PLURABELLE, “FORIVEREVER HER ALLINALL”1James Joyce (2012). Finnegans Wake. Wordsworth Editions, page 242.
It has been said of Finnegans Wake that it is the greatest endeavour in the history of world literature to understand the nature of language. Through Finnegans Wake, Joyce introduced a radically different form of writing and, consequently, a different formula by which to think. In the play, Anna Livia Plurabelle, the main female character, is linked in various ways with water; the dew, the clouds, the rain… the river Liffey itself: image of life, inspiration, continuity… and so, Joyce writes: “Anna was, Livia is, Plurabelle to be”2Ibíd., p. 215..
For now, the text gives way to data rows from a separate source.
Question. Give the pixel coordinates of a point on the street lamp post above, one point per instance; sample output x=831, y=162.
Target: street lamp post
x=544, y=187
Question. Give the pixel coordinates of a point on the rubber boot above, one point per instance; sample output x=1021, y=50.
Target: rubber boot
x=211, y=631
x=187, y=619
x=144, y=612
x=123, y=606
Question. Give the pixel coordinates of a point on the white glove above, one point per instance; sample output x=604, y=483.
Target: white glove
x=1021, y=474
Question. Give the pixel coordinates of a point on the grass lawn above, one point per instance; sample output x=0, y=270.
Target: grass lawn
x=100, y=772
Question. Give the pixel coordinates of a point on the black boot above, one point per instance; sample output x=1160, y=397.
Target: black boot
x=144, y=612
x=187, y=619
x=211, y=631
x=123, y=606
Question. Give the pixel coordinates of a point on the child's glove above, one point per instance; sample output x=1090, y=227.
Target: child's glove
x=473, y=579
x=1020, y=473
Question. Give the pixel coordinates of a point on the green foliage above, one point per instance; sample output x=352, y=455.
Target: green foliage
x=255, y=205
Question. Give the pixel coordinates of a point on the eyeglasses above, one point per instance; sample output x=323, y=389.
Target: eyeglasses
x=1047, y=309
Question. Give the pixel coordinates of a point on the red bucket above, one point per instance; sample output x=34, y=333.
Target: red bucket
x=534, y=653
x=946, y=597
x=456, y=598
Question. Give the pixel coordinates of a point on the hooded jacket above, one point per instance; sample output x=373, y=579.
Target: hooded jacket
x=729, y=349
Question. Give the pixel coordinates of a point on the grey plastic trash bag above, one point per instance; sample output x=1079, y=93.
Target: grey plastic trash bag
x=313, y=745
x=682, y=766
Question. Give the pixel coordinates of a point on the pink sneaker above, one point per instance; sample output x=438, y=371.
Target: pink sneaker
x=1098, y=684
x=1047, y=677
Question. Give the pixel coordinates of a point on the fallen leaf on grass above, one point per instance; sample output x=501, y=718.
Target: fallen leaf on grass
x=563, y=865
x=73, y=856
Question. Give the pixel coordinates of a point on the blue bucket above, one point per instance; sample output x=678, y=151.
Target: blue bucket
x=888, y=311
The novel is exceptionally suggestive in terms of sound, but also has remarkable potential from the perspective of an environmental-awareness narrative; with its abstract metaphors and aphorisms, the story interrogates the time, scale and environmental dimension, driving a wedge between the human and the non-human. The connection with ecology and the locative character of Joycean literature is what brought me to Dublin last spring, attracted by what I consider to be a locative sound narrative avant la lettre.
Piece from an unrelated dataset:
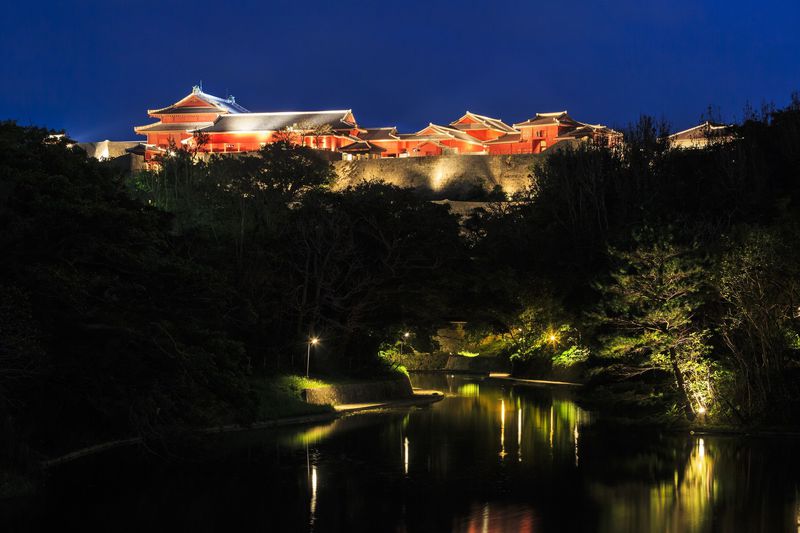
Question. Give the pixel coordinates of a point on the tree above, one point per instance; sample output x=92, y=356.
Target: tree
x=759, y=283
x=650, y=306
Drawing an analogy with the spatialisation of Joyce’s literature, I went out to draw on the flow of the river, being and following the lines of “Livia”, re-running time, rivering my drawings… I understood that there was an ecofeminist dimension in the mutant character of Anna Livia and my aim was to approach it from an embodied artistic perspective. I then started, simultaneously, various forms of drawing with which to cover different scales. Some of them were large-scale, such as the GPS drawings, others were medium-scale: those based on automatic drawing or “agrammatic” drawings, and finally, those which I called micro-drawings and which were presented in the exhibition space on a tiny scale, requiring the use of viewing devices for them to be seen. The latter are representations of a universal figure, present throughout cultures and times, an icon of some of the many links between women and water: the washerwomen. The women who wash clothes in the river reveal not only the feminisation of certain fundamental tasks of care in society, but also the unequal exposure of women to the pollutants present in the environment.
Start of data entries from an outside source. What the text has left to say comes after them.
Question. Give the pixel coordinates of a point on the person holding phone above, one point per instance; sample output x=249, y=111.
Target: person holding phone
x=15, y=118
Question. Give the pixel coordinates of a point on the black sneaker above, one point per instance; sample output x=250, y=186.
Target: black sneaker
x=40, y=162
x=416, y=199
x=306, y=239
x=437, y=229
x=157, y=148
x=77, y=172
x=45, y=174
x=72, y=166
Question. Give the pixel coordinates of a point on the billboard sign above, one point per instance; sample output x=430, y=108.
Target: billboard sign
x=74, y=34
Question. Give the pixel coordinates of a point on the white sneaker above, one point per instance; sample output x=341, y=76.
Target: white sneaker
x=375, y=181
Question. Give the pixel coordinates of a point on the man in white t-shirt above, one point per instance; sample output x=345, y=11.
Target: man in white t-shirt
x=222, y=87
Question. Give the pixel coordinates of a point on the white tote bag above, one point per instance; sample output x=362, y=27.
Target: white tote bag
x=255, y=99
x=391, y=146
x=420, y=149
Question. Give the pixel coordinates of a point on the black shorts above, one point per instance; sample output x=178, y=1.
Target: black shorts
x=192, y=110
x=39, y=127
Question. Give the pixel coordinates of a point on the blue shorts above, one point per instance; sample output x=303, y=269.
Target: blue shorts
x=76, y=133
Throughout my artistic career I have repeatedly stressed the need to shift the point from which we construct our own “image” of reality, to empathise and try to place ourselves in the position of the other, “[t]o learn to be the other, in order to understand what we are”. My ink-based monochromatic images represent the environment and the beings that inhabit it, which are reflected in the river. I look across the river, or with the river, as crystal clear. This leads me to reflect on the clumsiness of our species in recognising and interpreting many of the signs and traces that surround us. All the sounds in frequencies we don’t perceive, everything too small or too big, too fast or too slow (to be perceived by us), all the lines we don’t see… and I try to learn to decipher and expand my knowledge of the cosmos a bit more.

Verónica Perales Blanco – Biography
Verónica Perales Blanco is an ecofeminist hypermedia artist, researcher and lecturer in the Department of Fine Arts at the University of Murcia. Linked to the tripartite formula art/technology/ecology, she asserted her artistic career as co-founder of the international art collective Transnational Temps (2001), in the framework within which she has developed works denouncing the loss of biodiversity, the links between the technology market and the disappearance of species and the effects of climate change, among other issues. In 2009, she began to work alone on a creative line with a markedly ecofeminist character, hybridising traditional techniques with transmedia narratives and the use of locative media.